Alte Taktiken im neuen Gewand
Obwohl KI ein relativ junges Phänomen ist, sind solche Einschüchterungstaktiken nicht neu.
Das Konzept der „Arbeitsdisziplin“ ist ein Begriff, der manchmal in Diskussionen zur Angebotsökonomie auftaucht. Er beschreibt umfassende wirtschaftliche Maßnahmen, die darauf abzielen, die Arbeitnehmer auf Linie zu halten, um die Unternehmensgewinne hochzuhalten. Dies geschieht durch die Unterdrückung von Gewerkschaften, das Eindämmen des Lohnwachstums und die Drohung der Arbeitslosigkeit über den Köpfen der Arbeitnehmer.
In diesem Sinne ist KI in ihrer aktuellen Form nichts anderes als eine neue Peitsche, die CEOs gegen ihre Angestellten einsetzen. Sie bewirkt, was Jeffrey Sonnenfeld, Professor an der Yale School of Management, den „Indoktrinationseffekt“ bei Arbeitnehmern nennt.
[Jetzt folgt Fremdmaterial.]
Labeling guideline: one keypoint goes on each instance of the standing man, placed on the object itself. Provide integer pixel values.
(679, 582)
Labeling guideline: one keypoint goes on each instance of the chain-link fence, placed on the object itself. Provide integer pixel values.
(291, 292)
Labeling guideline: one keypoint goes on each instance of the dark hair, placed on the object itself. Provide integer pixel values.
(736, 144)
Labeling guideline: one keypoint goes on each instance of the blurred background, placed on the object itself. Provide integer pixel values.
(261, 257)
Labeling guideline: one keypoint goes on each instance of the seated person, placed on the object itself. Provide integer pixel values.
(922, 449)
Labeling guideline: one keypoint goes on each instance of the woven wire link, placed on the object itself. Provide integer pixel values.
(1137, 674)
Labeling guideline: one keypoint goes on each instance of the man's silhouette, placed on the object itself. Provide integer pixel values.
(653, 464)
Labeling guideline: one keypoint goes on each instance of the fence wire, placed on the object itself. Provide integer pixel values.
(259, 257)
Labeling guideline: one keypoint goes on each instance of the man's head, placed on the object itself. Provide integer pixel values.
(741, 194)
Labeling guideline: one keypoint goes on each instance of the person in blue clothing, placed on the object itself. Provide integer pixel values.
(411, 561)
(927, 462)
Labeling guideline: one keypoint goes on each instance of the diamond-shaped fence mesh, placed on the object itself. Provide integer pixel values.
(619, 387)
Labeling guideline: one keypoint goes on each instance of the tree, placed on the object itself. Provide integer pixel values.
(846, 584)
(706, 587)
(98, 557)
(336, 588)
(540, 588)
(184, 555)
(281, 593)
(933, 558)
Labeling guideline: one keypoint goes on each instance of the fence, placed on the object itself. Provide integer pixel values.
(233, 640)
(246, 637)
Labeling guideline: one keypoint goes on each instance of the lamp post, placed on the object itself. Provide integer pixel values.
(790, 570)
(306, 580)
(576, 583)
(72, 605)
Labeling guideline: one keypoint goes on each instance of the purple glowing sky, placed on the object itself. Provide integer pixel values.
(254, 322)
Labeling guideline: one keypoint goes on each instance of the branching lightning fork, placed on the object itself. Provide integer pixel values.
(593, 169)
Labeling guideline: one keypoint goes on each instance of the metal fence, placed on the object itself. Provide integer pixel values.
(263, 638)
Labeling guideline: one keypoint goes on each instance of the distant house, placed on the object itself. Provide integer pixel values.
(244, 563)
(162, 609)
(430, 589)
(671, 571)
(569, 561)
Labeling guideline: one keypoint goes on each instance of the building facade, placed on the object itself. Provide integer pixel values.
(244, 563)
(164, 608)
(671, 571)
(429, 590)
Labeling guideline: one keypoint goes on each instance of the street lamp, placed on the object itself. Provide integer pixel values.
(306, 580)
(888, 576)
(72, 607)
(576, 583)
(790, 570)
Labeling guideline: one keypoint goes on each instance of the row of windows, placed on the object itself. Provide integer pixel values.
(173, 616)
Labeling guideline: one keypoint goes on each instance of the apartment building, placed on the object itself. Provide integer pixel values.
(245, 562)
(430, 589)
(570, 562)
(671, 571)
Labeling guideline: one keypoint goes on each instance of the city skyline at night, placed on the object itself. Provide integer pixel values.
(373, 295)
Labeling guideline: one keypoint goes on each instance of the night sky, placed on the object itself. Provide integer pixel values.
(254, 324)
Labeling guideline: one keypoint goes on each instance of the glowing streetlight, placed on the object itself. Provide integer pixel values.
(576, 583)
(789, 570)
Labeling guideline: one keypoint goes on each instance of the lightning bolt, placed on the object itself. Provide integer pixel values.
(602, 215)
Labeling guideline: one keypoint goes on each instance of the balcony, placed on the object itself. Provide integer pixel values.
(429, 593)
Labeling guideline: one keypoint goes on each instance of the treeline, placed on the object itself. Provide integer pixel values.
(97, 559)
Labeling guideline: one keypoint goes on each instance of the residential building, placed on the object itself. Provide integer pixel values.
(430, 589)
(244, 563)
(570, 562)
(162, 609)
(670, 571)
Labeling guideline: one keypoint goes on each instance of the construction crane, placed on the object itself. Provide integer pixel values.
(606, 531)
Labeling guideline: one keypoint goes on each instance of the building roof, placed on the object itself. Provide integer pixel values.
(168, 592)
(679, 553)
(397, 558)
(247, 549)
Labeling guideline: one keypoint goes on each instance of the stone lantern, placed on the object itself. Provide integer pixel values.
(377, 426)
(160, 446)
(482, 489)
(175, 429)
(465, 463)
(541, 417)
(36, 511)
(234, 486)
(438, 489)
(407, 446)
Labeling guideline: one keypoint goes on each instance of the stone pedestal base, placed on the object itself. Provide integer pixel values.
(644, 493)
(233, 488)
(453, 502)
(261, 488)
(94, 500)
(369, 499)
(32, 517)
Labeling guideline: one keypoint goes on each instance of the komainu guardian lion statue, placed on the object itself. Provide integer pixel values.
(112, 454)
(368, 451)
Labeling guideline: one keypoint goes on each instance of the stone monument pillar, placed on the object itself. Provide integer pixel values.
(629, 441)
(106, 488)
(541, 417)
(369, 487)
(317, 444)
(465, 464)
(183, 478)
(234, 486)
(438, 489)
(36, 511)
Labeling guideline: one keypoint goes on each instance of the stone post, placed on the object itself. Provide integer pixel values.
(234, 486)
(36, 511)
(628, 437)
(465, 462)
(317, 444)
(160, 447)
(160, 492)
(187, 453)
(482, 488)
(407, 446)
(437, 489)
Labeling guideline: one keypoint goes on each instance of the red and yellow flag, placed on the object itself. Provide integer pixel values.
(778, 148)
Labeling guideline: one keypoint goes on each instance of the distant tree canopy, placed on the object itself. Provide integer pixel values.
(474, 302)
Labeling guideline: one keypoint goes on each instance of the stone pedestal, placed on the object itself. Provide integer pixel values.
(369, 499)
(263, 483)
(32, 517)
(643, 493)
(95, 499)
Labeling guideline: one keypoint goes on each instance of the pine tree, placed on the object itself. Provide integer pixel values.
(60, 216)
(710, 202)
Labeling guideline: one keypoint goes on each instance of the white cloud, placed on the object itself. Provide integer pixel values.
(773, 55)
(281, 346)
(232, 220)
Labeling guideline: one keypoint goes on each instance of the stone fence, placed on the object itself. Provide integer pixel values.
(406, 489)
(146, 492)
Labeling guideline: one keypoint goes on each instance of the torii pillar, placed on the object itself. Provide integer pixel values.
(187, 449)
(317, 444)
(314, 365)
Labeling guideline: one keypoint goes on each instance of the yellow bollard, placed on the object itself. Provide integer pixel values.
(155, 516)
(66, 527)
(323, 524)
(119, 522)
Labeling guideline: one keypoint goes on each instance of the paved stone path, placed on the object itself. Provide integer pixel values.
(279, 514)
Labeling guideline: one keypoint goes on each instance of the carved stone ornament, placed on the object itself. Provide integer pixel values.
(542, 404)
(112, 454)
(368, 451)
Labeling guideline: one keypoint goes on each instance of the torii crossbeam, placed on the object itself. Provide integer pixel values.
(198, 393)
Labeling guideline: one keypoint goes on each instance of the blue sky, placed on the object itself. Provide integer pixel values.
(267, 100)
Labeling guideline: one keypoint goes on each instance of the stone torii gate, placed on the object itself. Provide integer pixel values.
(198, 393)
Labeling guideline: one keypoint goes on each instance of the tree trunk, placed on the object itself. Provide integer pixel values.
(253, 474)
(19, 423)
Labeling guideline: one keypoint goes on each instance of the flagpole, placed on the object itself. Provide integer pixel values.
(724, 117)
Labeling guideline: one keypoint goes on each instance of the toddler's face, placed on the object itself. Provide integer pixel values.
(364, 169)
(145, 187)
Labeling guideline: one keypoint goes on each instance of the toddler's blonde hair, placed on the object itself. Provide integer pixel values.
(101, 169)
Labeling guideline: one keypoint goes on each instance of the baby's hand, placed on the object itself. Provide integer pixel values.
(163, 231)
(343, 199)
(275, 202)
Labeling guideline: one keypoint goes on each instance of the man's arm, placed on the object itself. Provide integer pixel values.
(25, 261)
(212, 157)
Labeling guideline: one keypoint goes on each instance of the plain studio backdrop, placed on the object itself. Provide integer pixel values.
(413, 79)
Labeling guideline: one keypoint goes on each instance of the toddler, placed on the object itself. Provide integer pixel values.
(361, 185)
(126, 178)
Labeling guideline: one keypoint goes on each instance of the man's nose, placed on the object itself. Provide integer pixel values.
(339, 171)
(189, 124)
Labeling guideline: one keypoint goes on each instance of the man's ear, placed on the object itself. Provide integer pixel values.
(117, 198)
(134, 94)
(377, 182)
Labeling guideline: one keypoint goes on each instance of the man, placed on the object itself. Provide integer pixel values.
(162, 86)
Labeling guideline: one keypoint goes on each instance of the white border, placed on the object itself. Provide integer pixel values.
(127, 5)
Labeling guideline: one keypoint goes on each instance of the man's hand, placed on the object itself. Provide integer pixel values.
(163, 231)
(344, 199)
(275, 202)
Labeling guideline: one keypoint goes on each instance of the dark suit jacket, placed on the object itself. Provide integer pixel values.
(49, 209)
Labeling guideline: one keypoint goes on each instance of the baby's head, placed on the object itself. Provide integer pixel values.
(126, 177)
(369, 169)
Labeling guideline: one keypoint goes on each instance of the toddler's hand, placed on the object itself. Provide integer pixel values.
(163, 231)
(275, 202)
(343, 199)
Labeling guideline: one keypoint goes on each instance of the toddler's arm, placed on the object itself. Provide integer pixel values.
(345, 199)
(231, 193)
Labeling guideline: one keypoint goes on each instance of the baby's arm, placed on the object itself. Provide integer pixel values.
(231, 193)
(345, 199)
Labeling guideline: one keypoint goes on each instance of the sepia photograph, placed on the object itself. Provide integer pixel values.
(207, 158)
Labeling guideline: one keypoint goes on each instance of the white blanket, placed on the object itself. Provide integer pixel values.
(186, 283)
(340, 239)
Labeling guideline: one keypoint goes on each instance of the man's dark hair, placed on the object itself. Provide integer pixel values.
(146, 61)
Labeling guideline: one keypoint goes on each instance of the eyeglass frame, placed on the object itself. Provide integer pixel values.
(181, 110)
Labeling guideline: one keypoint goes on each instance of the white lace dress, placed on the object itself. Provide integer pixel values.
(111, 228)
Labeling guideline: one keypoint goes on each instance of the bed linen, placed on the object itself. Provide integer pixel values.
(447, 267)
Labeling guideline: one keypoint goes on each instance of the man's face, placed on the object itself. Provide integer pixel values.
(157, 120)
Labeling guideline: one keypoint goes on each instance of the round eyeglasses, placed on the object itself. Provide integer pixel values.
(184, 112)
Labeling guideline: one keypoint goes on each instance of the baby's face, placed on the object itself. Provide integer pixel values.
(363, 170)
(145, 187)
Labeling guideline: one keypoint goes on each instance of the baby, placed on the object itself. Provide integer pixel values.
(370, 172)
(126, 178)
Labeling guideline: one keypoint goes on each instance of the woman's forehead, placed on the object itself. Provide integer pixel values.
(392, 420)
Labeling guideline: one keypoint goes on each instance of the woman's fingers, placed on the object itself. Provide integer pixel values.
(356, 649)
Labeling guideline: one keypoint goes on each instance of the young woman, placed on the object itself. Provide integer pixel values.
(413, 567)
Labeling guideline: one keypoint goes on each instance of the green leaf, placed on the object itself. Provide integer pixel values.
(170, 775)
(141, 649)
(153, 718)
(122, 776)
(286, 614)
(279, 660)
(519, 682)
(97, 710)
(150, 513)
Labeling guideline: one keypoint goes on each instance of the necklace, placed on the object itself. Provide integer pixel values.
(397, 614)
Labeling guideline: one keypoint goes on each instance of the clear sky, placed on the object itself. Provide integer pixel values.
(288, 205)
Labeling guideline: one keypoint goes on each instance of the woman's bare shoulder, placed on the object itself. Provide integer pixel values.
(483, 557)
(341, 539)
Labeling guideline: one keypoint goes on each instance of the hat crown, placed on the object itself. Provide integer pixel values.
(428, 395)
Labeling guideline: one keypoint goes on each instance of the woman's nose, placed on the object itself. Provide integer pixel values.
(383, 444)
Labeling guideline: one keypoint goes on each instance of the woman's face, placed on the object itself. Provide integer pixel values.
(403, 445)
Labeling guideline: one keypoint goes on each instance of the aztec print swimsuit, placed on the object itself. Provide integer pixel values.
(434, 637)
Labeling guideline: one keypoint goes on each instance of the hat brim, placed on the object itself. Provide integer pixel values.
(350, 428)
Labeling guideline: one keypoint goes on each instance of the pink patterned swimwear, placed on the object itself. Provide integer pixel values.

Sonnenfeld erklärte gegenüber Axios, dass „CEOs die Drohung mit KI nutzen, um den Mitarbeitern eine frühzeitige und präventive Warnung zu geben, die darauf abzielt, die Mitarbeiter psychologisch und intellektuell auf mögliche zukünftige Veränderungen oder schwierige Entscheidungen (wie Entlassungen oder erhöhte Belastungen) vorzubereiten und so starke oder plötzliche negative Reaktionen zu verhindern, die sich später ausbreiten und erhebliche Störungen verursachen könnten.“
Ein gestörter Arbeitsmarkt und steigende Anforderungen
Nachdem KI-gestützte Spam-Bots den Arbeitsmarkt verwüstet haben, ist es zudem schwieriger denn je geworden, eine neue Stelle zu finden. Mit KI befinden sich die Arbeitnehmer in einer schwachen Position, während die Arbeitgeber mehr Produktivität für weniger Lohn fordern. Wenn die Wahl darin besteht, härter zu arbeiten oder entlassen zu werden, sind die Mitarbeiter weniger geneigt, Verbesserungen der Lebensqualität zu fordern oder sich in Gewerkschaften zu organisieren, die ihnen solche Verbesserungen verschaffen könnten.
Und das bedeutet natürlich, dass die Top-Manager der Unternehmen einen größeren Anteil am Kuchen erhalten.